Why I Write Urban Fantasy: A Guest Post by Rhiannon Held

It’s an absolute pleasure to host Rhiannon Held on the blog in celebration of the release of her third novel, Reflected. Today, Rhiannon will tell us why she writes urban fantasy:

I’ve always been drawn to urban fantasy, even back when I was just reading it rather than writing it. When I started my first real novel, I didn’t have to think twice about what genre it would be. There are several reasons for that, but even more interesting to me has been the gradual change in the opinions of the people around me.

Back in grad school when I was still plunking away at short stories, learning my craft, I visited home and my parents gave me an article they’d clipped for me from the local newspaper. It was about the surprising popularity of Twilight, which, while it was news to my parents and the national media, I was already perfectly aware of. I was kind of like yes, and? My mother told me that she and my father had thought maybe my short stories weren’t getting published because they were all weird and about vampires and stuff, but apparently that’s a good thing!

So I remember a time when someone asking why you picked urban fantasy was actually them asking why you’d picked that weird, pocket genre instead of writing a proper fantasy or horror novel. Why would a vampire be a character? Monsters should be scary and rawr, not sexy and emotionally nuanced.

But of course, making scary beasties into characters is part of what I love most about urban fantasy: it allows extraordinarily robust metaphors. And I’m all about metaphor! See, if someone has an opinion about a topic (let’s say drug addiction) and you present them with a character that’s an addict, bing! That previous opinion springs into action. You haven’t really done much to make the person reevaluate it. But if your character is a vampire, you can talk about addiction without it being about addiction, and the previous opinion says quiescent. Maybe you won’t change the person’s mind, but at least you’ve given them a new perspective while their previous opinion slept.

Beasties are great for that, because they can be about a whole range of emotional and physical states, without being about those emotional and physical states. For example, one of the main metaphors of my Silver series is using my werewolves to represent the struggle of immigrants and members of minority cultures to balance the traditions they keep at home with the ones they have to follow every day at work and school. Since my werewolves are born rather than turned, they can be born into a culture they have to keep secret from the humans around them.

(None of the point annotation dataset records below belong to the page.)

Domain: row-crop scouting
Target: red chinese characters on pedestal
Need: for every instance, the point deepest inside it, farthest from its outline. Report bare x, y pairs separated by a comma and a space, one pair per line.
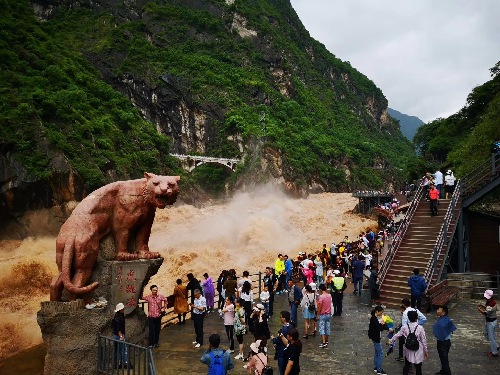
127, 279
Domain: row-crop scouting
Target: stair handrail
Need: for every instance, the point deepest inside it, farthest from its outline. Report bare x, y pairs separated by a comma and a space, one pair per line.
490, 167
393, 247
442, 235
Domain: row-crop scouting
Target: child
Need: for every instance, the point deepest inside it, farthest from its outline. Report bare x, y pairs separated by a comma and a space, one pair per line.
264, 298
389, 322
374, 333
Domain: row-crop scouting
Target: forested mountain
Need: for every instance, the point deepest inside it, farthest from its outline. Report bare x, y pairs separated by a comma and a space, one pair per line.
94, 91
408, 124
464, 140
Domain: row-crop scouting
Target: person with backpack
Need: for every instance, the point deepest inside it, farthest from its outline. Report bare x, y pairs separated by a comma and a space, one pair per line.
442, 329
415, 347
217, 360
417, 285
258, 358
375, 329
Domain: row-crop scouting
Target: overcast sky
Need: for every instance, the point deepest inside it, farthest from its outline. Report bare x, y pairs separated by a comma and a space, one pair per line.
425, 55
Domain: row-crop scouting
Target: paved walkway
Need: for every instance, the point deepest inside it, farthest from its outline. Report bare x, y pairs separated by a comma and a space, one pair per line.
351, 352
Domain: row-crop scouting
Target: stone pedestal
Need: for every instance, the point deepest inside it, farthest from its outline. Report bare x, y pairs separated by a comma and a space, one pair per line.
70, 331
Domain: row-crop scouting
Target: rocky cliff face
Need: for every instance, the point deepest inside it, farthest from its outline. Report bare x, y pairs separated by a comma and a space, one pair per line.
192, 118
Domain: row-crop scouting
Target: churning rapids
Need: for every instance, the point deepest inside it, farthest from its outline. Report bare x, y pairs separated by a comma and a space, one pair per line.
245, 233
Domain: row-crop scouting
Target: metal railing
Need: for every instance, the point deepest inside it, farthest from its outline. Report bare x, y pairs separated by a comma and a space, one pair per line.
121, 357
443, 238
396, 242
481, 175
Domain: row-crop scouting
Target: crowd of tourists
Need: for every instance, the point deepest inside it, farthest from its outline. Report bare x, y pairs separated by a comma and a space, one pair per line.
324, 275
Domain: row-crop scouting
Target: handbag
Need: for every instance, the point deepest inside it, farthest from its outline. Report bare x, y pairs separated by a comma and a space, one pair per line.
311, 306
267, 370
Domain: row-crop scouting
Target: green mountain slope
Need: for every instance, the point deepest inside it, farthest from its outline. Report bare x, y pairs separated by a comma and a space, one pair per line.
408, 124
113, 87
463, 140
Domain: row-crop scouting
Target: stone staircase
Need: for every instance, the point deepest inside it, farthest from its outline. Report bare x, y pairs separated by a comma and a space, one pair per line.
415, 251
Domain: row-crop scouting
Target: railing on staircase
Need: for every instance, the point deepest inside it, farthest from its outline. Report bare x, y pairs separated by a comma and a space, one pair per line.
396, 242
481, 175
121, 357
442, 240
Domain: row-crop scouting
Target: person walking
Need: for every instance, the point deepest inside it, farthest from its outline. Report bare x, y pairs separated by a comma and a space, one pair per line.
181, 306
442, 330
258, 358
308, 305
193, 284
417, 285
239, 326
338, 285
220, 289
413, 357
433, 200
375, 333
208, 291
279, 343
294, 297
118, 326
449, 183
291, 354
157, 304
217, 360
198, 309
228, 315
271, 282
324, 304
489, 310
438, 180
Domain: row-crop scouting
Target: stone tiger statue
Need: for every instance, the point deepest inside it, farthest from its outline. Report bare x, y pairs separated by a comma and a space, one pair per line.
124, 209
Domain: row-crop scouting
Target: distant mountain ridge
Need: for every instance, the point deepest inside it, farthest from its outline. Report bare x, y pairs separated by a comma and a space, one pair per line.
409, 124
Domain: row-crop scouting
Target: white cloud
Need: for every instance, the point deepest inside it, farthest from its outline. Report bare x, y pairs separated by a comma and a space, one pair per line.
426, 56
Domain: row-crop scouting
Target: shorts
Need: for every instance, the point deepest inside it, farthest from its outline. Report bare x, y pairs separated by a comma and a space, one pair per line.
324, 324
239, 338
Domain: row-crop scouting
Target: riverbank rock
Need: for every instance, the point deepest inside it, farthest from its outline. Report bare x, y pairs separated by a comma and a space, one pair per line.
70, 330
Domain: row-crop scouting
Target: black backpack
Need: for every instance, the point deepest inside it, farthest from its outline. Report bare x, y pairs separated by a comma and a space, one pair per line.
411, 342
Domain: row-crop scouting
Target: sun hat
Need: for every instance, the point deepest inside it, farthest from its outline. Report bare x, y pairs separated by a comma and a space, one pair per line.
254, 346
488, 294
119, 307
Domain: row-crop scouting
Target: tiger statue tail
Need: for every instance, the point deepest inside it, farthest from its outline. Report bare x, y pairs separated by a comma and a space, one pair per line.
81, 276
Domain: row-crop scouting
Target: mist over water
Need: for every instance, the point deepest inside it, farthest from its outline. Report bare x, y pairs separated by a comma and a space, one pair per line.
245, 233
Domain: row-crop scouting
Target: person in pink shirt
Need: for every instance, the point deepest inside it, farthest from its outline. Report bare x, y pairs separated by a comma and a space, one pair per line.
324, 306
157, 304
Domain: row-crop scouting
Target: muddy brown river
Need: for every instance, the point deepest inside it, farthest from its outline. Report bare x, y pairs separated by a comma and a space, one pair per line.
245, 232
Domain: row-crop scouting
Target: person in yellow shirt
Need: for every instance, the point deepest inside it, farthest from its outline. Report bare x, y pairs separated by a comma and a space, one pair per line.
279, 270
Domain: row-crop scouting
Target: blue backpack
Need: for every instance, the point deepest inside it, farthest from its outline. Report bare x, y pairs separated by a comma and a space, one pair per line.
216, 365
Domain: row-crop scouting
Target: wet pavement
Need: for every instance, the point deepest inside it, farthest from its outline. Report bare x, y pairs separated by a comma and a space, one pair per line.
351, 352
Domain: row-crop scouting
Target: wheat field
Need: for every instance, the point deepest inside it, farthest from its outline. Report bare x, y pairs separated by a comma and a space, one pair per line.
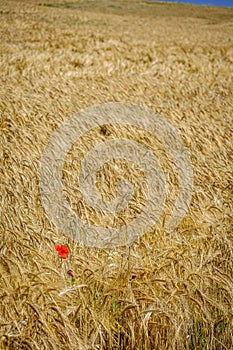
166, 290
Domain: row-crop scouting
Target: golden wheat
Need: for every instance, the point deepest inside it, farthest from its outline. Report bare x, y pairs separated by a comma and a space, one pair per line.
58, 57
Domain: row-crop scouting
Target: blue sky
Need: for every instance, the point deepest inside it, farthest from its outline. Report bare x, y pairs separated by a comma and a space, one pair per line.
226, 3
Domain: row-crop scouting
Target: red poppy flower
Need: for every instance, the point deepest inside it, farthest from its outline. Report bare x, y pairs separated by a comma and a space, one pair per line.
62, 250
70, 273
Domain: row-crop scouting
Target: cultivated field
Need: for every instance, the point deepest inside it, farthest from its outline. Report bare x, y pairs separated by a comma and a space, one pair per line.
167, 290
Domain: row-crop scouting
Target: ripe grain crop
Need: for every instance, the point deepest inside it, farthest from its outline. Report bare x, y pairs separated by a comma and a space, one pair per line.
167, 290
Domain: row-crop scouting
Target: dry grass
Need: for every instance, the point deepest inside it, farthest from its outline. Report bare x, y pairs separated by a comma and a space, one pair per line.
57, 58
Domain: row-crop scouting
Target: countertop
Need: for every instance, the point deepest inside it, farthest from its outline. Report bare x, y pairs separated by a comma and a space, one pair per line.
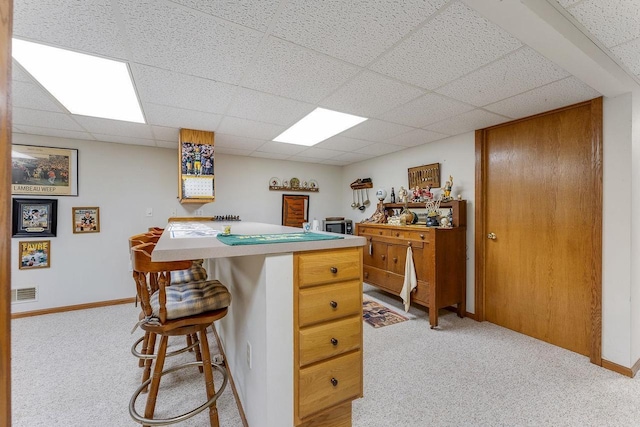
176, 244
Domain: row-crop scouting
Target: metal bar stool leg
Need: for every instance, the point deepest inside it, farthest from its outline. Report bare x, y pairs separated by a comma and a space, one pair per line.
208, 377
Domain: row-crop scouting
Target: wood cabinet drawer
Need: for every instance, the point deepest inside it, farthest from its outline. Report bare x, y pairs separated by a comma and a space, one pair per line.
315, 268
329, 383
329, 339
322, 303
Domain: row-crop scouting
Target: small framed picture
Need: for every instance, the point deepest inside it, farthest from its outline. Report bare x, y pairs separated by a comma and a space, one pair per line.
86, 220
34, 254
34, 217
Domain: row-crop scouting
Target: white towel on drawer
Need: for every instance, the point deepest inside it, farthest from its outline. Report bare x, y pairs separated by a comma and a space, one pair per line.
410, 281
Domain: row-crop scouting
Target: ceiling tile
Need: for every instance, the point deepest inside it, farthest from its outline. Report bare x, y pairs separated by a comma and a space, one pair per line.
427, 109
58, 133
629, 55
280, 148
193, 43
375, 130
233, 151
167, 144
515, 73
181, 118
237, 142
378, 149
291, 71
162, 133
555, 95
48, 22
274, 156
32, 96
44, 119
251, 13
370, 94
125, 140
264, 107
95, 125
319, 153
466, 122
416, 137
342, 143
612, 22
249, 128
164, 87
451, 45
370, 26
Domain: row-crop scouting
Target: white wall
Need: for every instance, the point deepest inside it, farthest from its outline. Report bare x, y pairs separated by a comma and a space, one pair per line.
456, 156
124, 180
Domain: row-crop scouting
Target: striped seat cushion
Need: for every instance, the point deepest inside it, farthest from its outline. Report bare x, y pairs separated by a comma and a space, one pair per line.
195, 273
189, 299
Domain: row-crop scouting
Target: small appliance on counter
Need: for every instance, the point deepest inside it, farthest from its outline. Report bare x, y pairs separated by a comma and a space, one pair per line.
335, 224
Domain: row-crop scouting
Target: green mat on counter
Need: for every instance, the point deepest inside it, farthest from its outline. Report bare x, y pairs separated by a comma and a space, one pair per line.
259, 239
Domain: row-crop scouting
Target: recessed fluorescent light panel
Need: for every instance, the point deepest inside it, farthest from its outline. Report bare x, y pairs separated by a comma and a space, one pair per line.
84, 84
317, 126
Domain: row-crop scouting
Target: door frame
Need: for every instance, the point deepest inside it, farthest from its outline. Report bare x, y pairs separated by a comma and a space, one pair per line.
595, 353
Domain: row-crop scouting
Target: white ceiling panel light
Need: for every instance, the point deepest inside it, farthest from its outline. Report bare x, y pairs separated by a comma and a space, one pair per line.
317, 126
86, 85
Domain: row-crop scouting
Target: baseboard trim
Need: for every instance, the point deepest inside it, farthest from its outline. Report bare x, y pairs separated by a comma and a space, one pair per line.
72, 308
627, 372
233, 384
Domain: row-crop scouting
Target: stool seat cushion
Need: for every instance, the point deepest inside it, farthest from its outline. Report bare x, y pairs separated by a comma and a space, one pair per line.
195, 273
189, 299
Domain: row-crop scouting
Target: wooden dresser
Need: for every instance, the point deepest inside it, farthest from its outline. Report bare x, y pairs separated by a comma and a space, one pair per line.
327, 336
439, 259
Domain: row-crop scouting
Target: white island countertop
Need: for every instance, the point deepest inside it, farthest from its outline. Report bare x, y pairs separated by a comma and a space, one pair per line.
197, 239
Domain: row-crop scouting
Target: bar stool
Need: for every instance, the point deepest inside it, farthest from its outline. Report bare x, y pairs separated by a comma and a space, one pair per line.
174, 310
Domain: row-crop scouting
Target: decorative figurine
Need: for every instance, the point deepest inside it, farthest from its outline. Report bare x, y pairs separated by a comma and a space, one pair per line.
447, 188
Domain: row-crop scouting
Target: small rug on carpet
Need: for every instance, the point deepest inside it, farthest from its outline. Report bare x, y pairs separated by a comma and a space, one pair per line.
377, 315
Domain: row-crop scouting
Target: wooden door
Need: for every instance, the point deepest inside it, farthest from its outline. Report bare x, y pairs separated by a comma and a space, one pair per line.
541, 207
6, 16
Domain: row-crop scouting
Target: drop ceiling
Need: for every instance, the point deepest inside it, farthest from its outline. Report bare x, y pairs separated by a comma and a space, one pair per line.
420, 70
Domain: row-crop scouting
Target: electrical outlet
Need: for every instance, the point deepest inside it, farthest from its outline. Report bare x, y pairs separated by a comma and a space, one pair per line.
249, 354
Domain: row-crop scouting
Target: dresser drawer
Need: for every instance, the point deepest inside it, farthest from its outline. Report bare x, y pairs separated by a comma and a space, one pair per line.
315, 268
329, 383
322, 303
329, 339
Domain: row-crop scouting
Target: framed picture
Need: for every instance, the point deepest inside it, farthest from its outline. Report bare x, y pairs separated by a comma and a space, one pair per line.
34, 254
34, 217
196, 164
44, 171
295, 210
86, 220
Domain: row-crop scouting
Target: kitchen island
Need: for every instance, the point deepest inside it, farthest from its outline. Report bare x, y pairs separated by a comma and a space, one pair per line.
293, 334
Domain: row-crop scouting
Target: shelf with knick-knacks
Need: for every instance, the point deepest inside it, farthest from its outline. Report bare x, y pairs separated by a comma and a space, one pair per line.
293, 184
458, 209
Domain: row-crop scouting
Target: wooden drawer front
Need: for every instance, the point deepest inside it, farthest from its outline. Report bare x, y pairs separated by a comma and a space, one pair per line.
384, 279
329, 339
315, 268
323, 303
316, 390
375, 254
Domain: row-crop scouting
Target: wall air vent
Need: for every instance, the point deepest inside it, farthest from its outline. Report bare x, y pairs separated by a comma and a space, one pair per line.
24, 295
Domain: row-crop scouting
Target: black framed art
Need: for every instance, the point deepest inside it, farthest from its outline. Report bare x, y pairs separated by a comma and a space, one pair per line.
34, 217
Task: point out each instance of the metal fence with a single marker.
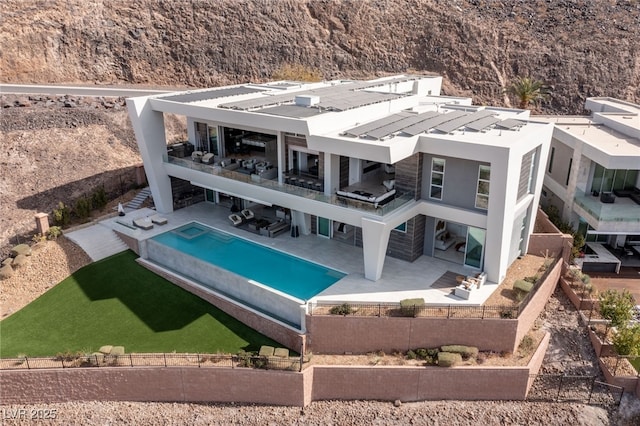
(430, 311)
(154, 360)
(582, 389)
(424, 311)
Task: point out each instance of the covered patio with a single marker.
(400, 279)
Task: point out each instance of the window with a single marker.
(401, 228)
(553, 151)
(482, 194)
(437, 178)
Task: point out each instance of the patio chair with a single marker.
(143, 223)
(158, 220)
(235, 218)
(248, 214)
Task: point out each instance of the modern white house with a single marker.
(592, 175)
(388, 165)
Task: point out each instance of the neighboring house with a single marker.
(593, 174)
(387, 164)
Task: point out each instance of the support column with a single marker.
(375, 238)
(148, 126)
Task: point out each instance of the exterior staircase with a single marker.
(98, 241)
(138, 199)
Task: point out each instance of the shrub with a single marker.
(61, 215)
(464, 351)
(527, 345)
(82, 208)
(99, 198)
(54, 232)
(522, 285)
(21, 249)
(448, 359)
(617, 306)
(408, 306)
(627, 340)
(344, 309)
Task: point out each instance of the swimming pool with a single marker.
(280, 271)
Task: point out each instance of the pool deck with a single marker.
(400, 279)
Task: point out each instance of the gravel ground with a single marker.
(569, 353)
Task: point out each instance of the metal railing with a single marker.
(154, 360)
(415, 311)
(583, 389)
(379, 210)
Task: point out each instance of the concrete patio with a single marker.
(400, 279)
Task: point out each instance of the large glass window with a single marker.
(474, 248)
(437, 178)
(606, 180)
(482, 194)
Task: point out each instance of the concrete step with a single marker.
(139, 199)
(98, 241)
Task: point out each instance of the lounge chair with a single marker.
(143, 223)
(248, 214)
(235, 218)
(158, 220)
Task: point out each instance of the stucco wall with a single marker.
(338, 334)
(152, 384)
(269, 386)
(529, 314)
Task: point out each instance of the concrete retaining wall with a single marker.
(340, 334)
(269, 386)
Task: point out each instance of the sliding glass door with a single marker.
(474, 248)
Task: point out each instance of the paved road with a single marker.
(114, 91)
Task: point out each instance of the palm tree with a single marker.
(528, 91)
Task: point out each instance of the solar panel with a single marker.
(430, 123)
(510, 123)
(483, 123)
(400, 124)
(211, 94)
(367, 127)
(452, 125)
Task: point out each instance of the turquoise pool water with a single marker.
(281, 271)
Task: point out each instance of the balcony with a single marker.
(253, 179)
(617, 209)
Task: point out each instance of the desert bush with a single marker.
(344, 309)
(527, 345)
(465, 351)
(21, 249)
(82, 208)
(54, 232)
(448, 359)
(617, 306)
(522, 285)
(408, 306)
(61, 215)
(99, 198)
(626, 341)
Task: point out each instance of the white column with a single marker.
(375, 238)
(148, 126)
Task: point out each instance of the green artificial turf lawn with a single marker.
(118, 302)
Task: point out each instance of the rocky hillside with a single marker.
(579, 47)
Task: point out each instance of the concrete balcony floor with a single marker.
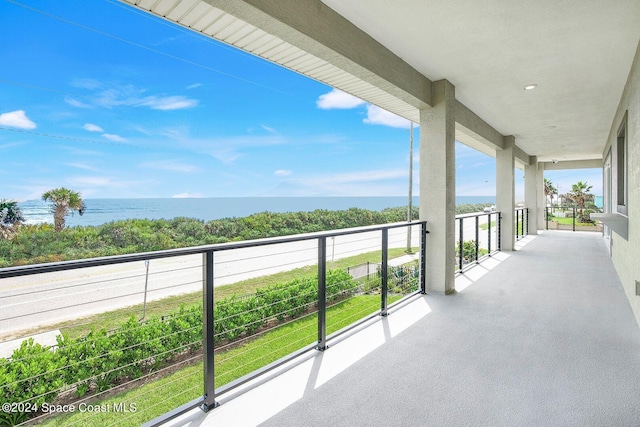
(542, 336)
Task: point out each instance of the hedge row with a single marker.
(33, 244)
(101, 360)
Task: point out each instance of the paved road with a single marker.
(35, 301)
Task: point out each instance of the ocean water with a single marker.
(101, 211)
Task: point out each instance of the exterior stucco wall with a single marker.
(626, 252)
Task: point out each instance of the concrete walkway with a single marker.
(545, 337)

There are also a few other reasons I write urban fantasy. It’s a genre that lets you hit the ground running. As a reader, rather than a writer, I love that, so I write what I love. In traditional fantasy, a talented writer can smoothly work in all the many details of the world, but there’s still a whole, entirely new world to take in and understand before you can get to the plot. Some readers like the feeling of being immersed in another place, and want lots of world details. Me, I want to be thrust into the character’s emotional arc and zoom ahead. Having a world that is somewhat similar to ours saves time explaining, and allows zooming.

I also find that urban fantasy can be fundamentally optimistic. It presents a world like ours, with very familiar problems—poverty, corruption, inequality—and then offers the characters a way to address those problems head-on. If the drug kingpin taking over a neighborhood is a vampire, you can stake him! I’ve heard some people present urban fantasy as the exact opposite, pessimistic, because there’s all the grit of the real world plus additional monsters on top. And some can certainly be written that way, but every time one of the additional monsters is excitingly vanquished, it’s giving characters in a world very like ours something concrete to celebrate, to hold them through the tough, incremental battle ahead against a non-fictional problem like poverty.

Of course, now urban fantasy has entered popular consciousness, questions about why I’d want to write in it sometimes trend more toward why I’d write in a genre that’s been tapped out, overrun by sparkling vampires. But no genre is ever completely tapped out, which is why I’ve made my werewolves different, and focused on things like their religion and culture, that most authors haven’t explored before.

But I know I don’t have to convince you guys or Chadwick, who kindly granted me space on this blog, about the fact that there’s plenty to love in urban fantasy. Since we all know it’s a ton of fun, we can turn instead to comparing our specific reasons. Now you know mine!

Reflected cover

Here’s an excerpt from her new book!

An Interview with Rhiannon Held

Creating Mythology: A Guest Post by Rhiannon Held

Rhiannon Held is the author of SILVER, and TARNISHED, the first two novels in an urban fantasy series published by Tor Books. In her day job she works as a professional archaeologist. Unfortunately, given that it’s real rather than fictional archaeology, fedoras, bullwhips, aliens, and dinosaurs are in short supply. Most of her work is done on the computer, using databases to organize data, and graphics programs to illustrate it.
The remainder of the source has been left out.